Matt Groening, American animator, producer, and screenwriter
Matthew Abram Groening ( GRAY-ning; born February 15, 1954) is an American cartoonist, writer, producer, and animator. He is the creator of the comic strip Life in Hell (1977–2012) and the television series The Simpsons (1989–present), Futurama (1999–2003, 2008–2013, 2023), and Disenchantment (2018–present). The Simpsons is the longest-running U.S. primetime-television series in history and the longest-running U.S. animated series and sitcom.
Groening made his first professional cartoon sale of Life in Hell to the avant-garde magazine Wet in 1978. At its peak, the cartoon was carried in 250 weekly newspapers. Life in Hell caught the attention of American producer James L. Brooks. In 1985, Brooks contacted Groening about adapting Life in Hell for animated sequences for the Fox variety show The Tracey Ullman Show. Fearing the loss of ownership rights, Groening created a new set of characters, the Simpson family. The shorts were spun off into their own series, The Simpsons, which has since aired 722 episodes.
In 1997, Groening and former Simpsons writer David X. Cohen developed Futurama, an animated series about life in the year 3000, which premiered in 1999, running for four years on Fox, then picked up by Comedy Central for additional seasons.
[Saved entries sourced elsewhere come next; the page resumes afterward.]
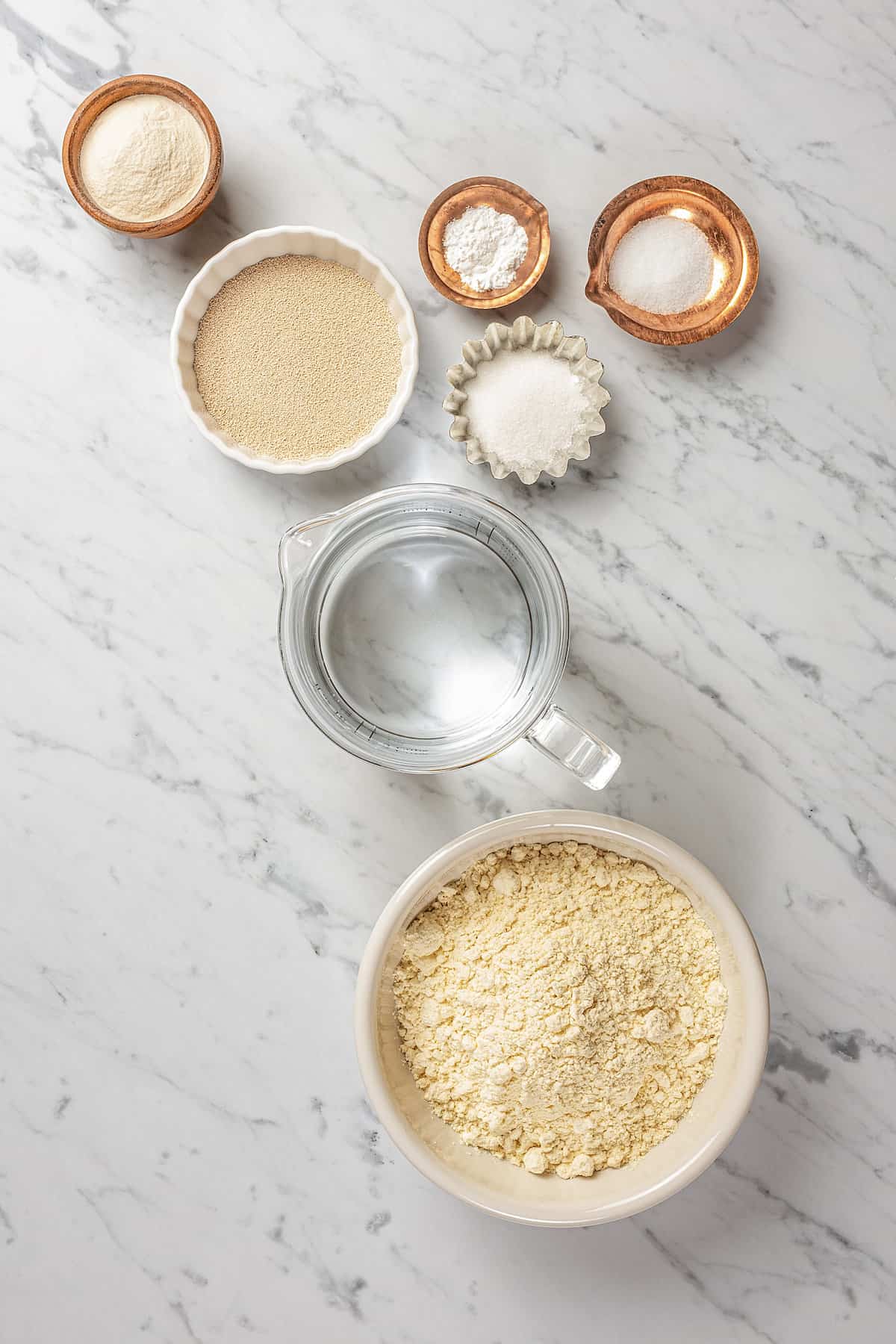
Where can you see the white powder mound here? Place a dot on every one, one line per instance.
(526, 405)
(561, 1007)
(662, 265)
(144, 158)
(485, 248)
In 2016, Groening developed a new series for Netflix, Disenchantment, which premiered in August 2018.
Groening has won 13 Primetime Emmy Awards, 11 for The Simpsons and 2 for Futurama, and a British Comedy Award for "outstanding contribution to comedy" in 2004. In 2002, he won the National Cartoonist Society Reuben Award for his work on Life in Hell. He received a star on the Hollywood Walk of Fame on February 14, 2012.